Già nel primo decennio postunitario, la competizione fra le principali compagnie di navigazione si era giocata, da una parte, sulla capacità di ottenere aiuti pubblici, dispensati sotto forma di convenzioni e premi di navigazione e, dall’altra, sulla necessità di reggere la concorrenza con le più grandi e moderne compagnie europee. In questo scenario si colloca, nel marzo del 1881, la fusione delle due maggiori società armatoriali italiane, la Florio e la Rubattino, concessionarie delle linee postali e commerciali sovvenzionate dallo Stato, nonché leader nazionali di buona parte del traffico libero nel Mediterraneo, nell’Oceano Atlantico e in quello Indiano. Da questo accordo nasce la Navigazione generale italiana (Ngi), un colosso forte di 83 navi, per complessive 70.000 tonnellate di stazza lorda. Dopo un tentativo di rispondere all’iniziativa di Florio e Rubattino attraverso un’alleanza con l’armatore genovese Edilio Raggio, nel 1885 Piaggio è costretto a cedere le proprie navi alla Ngi. In cambio ottiene una corposa partecipazione azionaria al capitale della nuova compagnia e la direzione del compartimento di Genova. Per l’imprenditore genovese non si tratta, però, di un’uscita dal settore armatoriale, bensì di un temporaneo passaggio dal ruolo di proprietario a quello di manager.

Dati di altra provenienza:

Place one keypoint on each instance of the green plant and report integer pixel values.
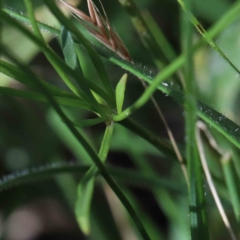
(95, 93)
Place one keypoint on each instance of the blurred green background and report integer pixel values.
(31, 134)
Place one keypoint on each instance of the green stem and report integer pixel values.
(84, 143)
(86, 185)
(91, 51)
(197, 211)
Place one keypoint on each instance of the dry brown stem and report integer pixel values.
(99, 27)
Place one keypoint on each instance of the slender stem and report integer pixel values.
(197, 212)
(91, 51)
(86, 185)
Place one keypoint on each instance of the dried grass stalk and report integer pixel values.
(99, 27)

Nella Ngi Piaggio trascorre vent’anni – diventandone nel 1894 amministratore delegato – durante i quali si dedica al potenziamento delle linee per l’Asia e le Americhe, alla modernizzazione della flotta e al miglioramento della qualità dei servizi. Si tratta di un periodo favorevole per la navigazione italiana, nel corso del quale Piaggio porta la compagnia ad assorbire i suoi diretti concorrenti, consolidandone la posizione di monopolio. La lunga esperienza in seno alla Ngi è tuttavia contrassegnata anche da momenti di forte tensione che contrappongono l’imprenditore agli altri azionisti, fra i quali spicca Ignazio Florio jr., nel 1896 messo in stato d’accusa in quanto reo di aver trascinato la compagnia in spericolate operazioni finanziarie.

Nonostante il ruolo di manager alla guida della Ngi, Piaggio non rinuncia all’esercizio di attività imprenditoriali in proprio, allargando lo spettro delle proprie partecipazioni azionarie al settore saccarifero (Raffineria Genovese, poi Società italiana per l’industria degli zuccheri), alla chimica (Stearineria italiana, in seguito Unione Stearinerie Lanza, infine Mira Lanza), nella siderurgia (Acciaierie italiane) e nelle public utilities (Società anonima Tramways orientali). A queste operazioni si aggiungeranno, in età giolittiana, l’acquisizione di interessenze nei settori cartario (A. Lorenzettie C.) ed estrattivo (Monte Valerio, Ligure ramifera).